Editor’s note: “Ask an SEO” is a weekly column by technical SEO experts Shelly Fagin, Ryan Jones, Adam Riemer, and Tony Wright. Come up with your hardest SEO question and fill out our form. You might see your answer in the next #AskanSEO post!
This week for Ask An SEO, we have a question from Shay in Morehead City, who asks:
“How can I overcome technical SEO issues on a budget?”
While some technical issues will require allocating a budget to tackle, others are pretty simple to address yourself.
Identify Your List of Technical SEO Issues
First off, you are going to need to identify the site issues.
If you’ve already had a technical audit performed, excellent.
Start by transferring the list of the technical problems into a spreadsheet.
Next, add a column so you can assign who is capable of fixing each issue.
Can you or another teammate handle the fixes, or do you need a developer?
Then include a column and format with checkboxes so you can quickly check off the tasks once done.

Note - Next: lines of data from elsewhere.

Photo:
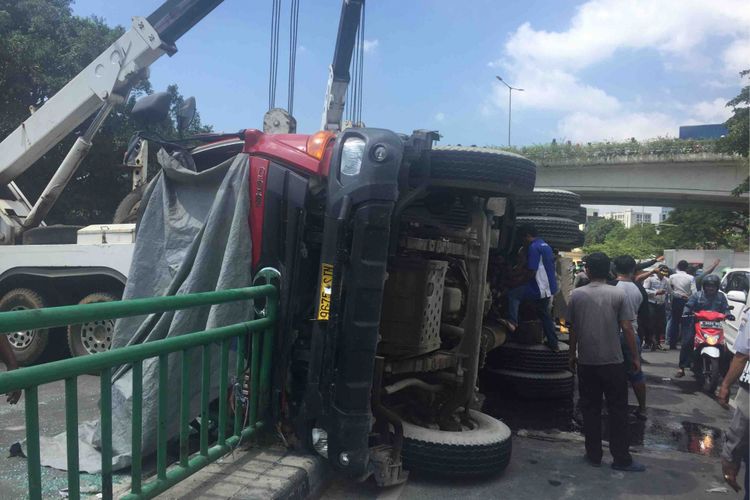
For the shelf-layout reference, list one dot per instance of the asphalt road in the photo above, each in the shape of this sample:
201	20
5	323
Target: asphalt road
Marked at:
548	464
13	478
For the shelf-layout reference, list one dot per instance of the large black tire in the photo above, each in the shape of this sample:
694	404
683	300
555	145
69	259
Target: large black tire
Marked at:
127	210
551	202
51	235
94	336
27	345
558	232
529	358
481	451
489	169
526	385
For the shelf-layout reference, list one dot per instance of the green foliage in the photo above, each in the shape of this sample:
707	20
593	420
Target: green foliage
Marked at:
703	228
599	151
597	231
639	241
42	46
738	138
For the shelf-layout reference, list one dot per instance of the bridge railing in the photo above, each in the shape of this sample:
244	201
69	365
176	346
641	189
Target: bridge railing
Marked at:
259	331
597	151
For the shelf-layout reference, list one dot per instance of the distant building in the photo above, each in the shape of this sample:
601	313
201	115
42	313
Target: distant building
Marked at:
664	214
712	131
630	218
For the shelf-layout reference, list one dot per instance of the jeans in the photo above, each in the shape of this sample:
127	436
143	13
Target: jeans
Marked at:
595	381
548	325
658	320
515	296
688	338
673	334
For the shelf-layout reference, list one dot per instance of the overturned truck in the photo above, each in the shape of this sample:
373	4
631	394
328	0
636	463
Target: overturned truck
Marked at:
382	241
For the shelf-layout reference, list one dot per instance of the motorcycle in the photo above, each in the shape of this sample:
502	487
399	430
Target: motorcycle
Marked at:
709	346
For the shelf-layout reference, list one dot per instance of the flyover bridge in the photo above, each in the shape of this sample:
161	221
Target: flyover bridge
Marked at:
692	174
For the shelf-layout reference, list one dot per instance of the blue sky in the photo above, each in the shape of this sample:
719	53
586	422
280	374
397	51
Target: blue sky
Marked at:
602	69
591	70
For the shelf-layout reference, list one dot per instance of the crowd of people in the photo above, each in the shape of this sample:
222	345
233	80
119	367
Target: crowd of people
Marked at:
615	310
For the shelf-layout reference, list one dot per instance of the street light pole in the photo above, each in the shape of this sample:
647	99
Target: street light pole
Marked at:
510	95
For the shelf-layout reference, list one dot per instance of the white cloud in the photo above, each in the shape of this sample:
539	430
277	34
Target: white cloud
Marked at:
737	56
371	45
586	127
715	111
550	65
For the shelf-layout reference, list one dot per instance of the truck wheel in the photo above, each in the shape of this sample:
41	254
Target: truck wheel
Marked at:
527	385
483	450
27	345
58	234
488	169
529	358
127	210
94	336
553	202
560	233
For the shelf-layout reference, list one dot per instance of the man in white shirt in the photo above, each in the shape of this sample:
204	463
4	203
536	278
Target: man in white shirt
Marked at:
735	449
683	287
657	288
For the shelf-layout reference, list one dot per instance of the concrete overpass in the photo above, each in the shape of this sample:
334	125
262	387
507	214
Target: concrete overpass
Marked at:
672	180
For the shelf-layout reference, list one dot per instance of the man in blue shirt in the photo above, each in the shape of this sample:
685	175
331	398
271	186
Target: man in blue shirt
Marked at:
540	286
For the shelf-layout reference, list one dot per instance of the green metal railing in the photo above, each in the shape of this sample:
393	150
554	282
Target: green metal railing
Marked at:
260	331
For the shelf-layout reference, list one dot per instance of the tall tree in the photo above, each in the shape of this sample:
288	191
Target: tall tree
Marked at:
42	46
738	138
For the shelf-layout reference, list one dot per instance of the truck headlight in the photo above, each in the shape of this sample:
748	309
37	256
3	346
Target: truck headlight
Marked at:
351	156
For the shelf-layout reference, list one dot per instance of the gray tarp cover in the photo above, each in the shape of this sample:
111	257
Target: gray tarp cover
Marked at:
193	236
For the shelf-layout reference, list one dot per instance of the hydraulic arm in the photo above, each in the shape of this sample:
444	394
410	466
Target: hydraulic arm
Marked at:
102	84
338	72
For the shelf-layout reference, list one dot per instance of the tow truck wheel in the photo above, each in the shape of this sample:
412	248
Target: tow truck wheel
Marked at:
551	202
482	450
27	345
93	336
560	233
528	385
495	170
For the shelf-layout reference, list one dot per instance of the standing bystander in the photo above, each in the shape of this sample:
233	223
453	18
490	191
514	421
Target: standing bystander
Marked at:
736	447
596	313
657	289
682	286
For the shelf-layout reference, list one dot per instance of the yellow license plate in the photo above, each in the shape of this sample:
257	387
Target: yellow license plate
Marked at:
326	282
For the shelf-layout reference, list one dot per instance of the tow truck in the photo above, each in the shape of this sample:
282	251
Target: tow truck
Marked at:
58	265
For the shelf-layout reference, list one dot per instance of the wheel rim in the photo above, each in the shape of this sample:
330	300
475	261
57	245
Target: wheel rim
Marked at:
96	336
22	339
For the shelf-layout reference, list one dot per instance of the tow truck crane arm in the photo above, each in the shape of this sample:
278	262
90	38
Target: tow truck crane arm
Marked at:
338	71
105	82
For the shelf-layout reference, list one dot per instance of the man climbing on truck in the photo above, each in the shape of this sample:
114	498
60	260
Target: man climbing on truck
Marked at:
540	286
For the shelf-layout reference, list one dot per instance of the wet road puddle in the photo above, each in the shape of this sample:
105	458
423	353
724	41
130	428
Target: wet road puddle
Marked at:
661	431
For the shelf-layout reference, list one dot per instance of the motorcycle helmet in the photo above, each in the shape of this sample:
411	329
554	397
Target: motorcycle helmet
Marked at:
711	281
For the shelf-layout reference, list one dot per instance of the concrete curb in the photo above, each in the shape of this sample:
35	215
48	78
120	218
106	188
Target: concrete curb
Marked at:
257	473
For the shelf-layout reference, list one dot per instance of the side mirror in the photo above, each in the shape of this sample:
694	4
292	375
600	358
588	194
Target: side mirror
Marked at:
186	114
737	296
152	108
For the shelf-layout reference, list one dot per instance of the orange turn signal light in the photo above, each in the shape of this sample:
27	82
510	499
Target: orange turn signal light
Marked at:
316	143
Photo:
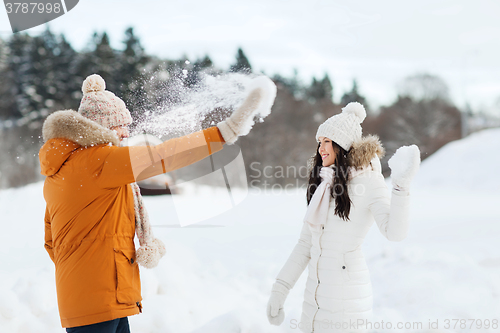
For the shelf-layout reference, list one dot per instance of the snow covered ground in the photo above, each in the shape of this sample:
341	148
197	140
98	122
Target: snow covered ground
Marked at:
217	277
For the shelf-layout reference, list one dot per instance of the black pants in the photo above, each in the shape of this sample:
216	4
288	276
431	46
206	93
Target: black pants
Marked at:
119	325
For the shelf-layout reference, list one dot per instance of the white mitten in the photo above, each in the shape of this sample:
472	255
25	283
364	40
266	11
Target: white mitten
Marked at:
275	312
262	92
404	165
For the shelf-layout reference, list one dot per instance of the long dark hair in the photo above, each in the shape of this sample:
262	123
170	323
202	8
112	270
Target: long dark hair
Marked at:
339	187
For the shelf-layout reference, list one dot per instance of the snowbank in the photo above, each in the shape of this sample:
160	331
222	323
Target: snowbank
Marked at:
467	164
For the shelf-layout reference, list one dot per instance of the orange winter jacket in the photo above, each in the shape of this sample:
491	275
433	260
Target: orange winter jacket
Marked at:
90	220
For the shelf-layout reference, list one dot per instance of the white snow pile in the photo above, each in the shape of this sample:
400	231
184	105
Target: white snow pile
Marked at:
217	277
182	111
470	163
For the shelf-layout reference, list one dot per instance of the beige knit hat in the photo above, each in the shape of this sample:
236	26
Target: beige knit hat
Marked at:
102	106
344	128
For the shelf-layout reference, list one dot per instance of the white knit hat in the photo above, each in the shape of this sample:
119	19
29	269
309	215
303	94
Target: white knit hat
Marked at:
344	128
102	106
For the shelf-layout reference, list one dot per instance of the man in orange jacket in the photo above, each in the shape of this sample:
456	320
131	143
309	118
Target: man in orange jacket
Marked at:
93	208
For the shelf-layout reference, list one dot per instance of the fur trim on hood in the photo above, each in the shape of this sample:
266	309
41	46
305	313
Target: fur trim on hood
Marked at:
71	125
364	150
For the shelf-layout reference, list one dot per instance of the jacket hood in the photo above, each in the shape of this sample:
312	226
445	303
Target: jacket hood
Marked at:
363	151
66	131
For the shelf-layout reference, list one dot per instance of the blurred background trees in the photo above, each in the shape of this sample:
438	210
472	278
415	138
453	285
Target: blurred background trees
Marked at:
42	74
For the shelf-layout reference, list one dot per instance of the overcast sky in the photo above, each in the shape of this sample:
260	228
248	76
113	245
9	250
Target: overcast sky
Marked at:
377	42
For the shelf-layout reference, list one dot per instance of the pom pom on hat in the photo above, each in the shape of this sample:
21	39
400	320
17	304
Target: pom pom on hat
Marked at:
344	128
356	109
93	83
102	106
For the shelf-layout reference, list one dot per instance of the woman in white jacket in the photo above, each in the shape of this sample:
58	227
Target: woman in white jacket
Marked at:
346	193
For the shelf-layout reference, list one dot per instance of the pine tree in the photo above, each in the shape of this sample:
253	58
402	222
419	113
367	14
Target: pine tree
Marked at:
131	63
14	102
102	60
242	64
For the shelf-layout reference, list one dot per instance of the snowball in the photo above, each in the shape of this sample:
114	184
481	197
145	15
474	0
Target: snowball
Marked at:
356	109
268	89
93	83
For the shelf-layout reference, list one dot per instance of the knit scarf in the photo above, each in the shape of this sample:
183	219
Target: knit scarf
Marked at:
151	249
317	211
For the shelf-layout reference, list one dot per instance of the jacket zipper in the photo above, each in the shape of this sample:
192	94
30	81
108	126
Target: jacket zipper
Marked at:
317	275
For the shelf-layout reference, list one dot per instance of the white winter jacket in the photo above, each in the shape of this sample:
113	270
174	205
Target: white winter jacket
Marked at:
338	296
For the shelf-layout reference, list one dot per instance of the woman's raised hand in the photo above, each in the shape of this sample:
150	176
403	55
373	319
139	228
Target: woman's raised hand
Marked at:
275	311
260	99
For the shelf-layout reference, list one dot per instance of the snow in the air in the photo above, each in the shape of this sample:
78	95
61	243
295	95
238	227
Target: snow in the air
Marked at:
217	277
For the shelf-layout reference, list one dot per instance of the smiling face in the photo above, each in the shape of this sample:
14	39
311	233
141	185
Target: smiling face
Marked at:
326	151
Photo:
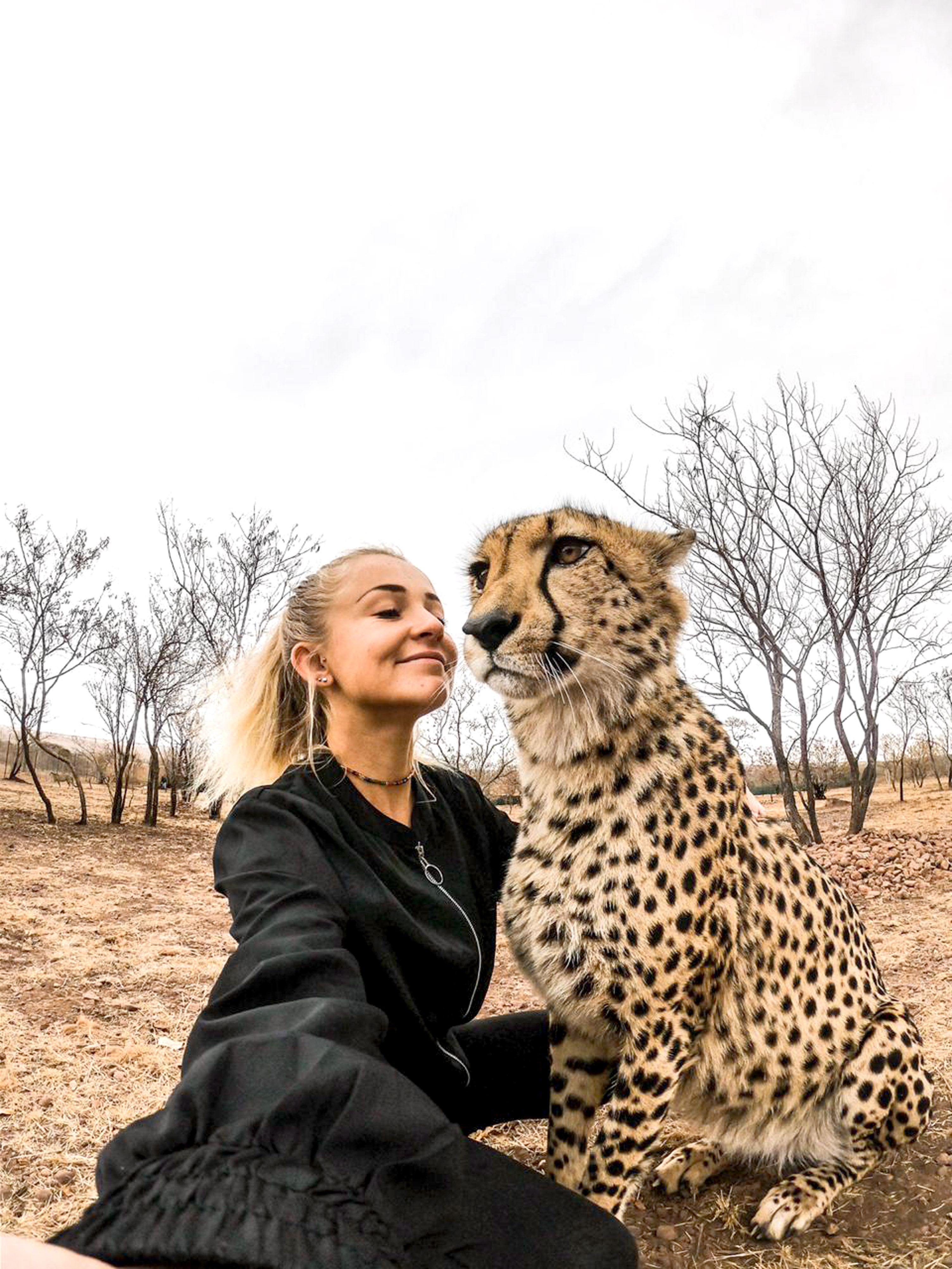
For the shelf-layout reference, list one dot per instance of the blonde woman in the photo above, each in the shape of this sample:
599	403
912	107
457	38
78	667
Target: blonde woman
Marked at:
330	1083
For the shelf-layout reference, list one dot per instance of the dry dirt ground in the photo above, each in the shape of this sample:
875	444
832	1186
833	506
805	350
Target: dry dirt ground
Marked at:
111	940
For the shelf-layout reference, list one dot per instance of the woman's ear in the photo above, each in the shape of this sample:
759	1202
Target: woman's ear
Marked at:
309	664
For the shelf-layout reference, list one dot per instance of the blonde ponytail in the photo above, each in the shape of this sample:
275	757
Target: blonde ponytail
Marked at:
261	715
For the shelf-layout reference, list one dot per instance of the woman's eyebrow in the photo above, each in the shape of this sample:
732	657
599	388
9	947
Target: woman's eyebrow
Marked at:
400	591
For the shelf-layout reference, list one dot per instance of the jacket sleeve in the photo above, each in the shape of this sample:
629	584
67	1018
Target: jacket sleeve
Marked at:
284	1093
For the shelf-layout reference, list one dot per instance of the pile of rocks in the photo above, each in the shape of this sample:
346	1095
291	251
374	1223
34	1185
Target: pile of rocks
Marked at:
890	862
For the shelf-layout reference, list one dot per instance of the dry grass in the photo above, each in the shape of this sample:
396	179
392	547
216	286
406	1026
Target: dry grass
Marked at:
110	941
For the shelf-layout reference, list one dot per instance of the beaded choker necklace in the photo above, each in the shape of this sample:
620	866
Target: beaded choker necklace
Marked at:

Fire Up Your Favorite SEO Tool(s)
If you have not had a recent site audit performed and the budget doesn’t allow for one, have no fear.
You can use some tools to help identify some of the most common technical SEO issues.
Screaming Frog’s crawler is handy for identifying common problems like a poor HTTPS implementation, broken or redirected internal links, duplicate content, and missing title tags or H1s.
SEMrush’s site audit tool is fantastic for identifying thin content, orphaned content, poor internal linking, redirect chains, crawl issues, and more. This tool is also excellent for sending you emailed updates to alert you when new problems arise.
Considering that you are on a tight budget, make sure to use Google Search Console and Bing Webmaster Tools, as both are available for free.
Both search engines have provided us with invaluable information about our websites. Use them.
One of the first things I do when performing a site audit is to do a site search on Google.
Entering site:example.com can make it easy to spot a lot of issues. If your site has been compromised, this is the easiest way to detect a hacked website.
Your Google Analytics account is a fantastic tool for identifying pages on your site that are loading slower than the other ones.
Make sure to inspect slow ones in the Google Page Speed Tool and or Google Lighthouse.
Some of the slowest loading pages are usually due to an oversized image or two. Maybe the pictures aren’t compressed.
These are pretty simple technical fixes that you can handle fixing your self, and it makes a huge difference.
Prioritize Your List of Technical SEO Fixes
Once you have compiled your list, split it between two tabs, one for the fixed you can handle and the other for the tasks that need the assistance of a developer. Then organize each by order of priority.
Or, if you are lucky, your SEO auditor might have already done that for you.
If not, in tools like GSC and SEMrush, you’ll want to prioritize Errors over Warnings.
Anything marked as an error should always be first as soon as possible before addressing the warning messages.
If you do have a little budget to work with, find a developer who can help you work through the more complicated items your list one at a time or as the budget will allow.
Sometimes a website is built poorly and full of technical issues and inefficient code.
In that case, you should prioritize fixing your on-page issues first, like fixing or removing internal links that pass through a redirect or return a 404 error page or result in a redirect chain.
Fix missing header tags, title tags, meta descriptions, and adding in content links to orphaned pages where appropriate.
These are pretty simple tasks that can make a big difference and move the needle in a positive direction.
Hopefully, the needle will move just enough to convince the C-suite to buy into having a new and improved website built.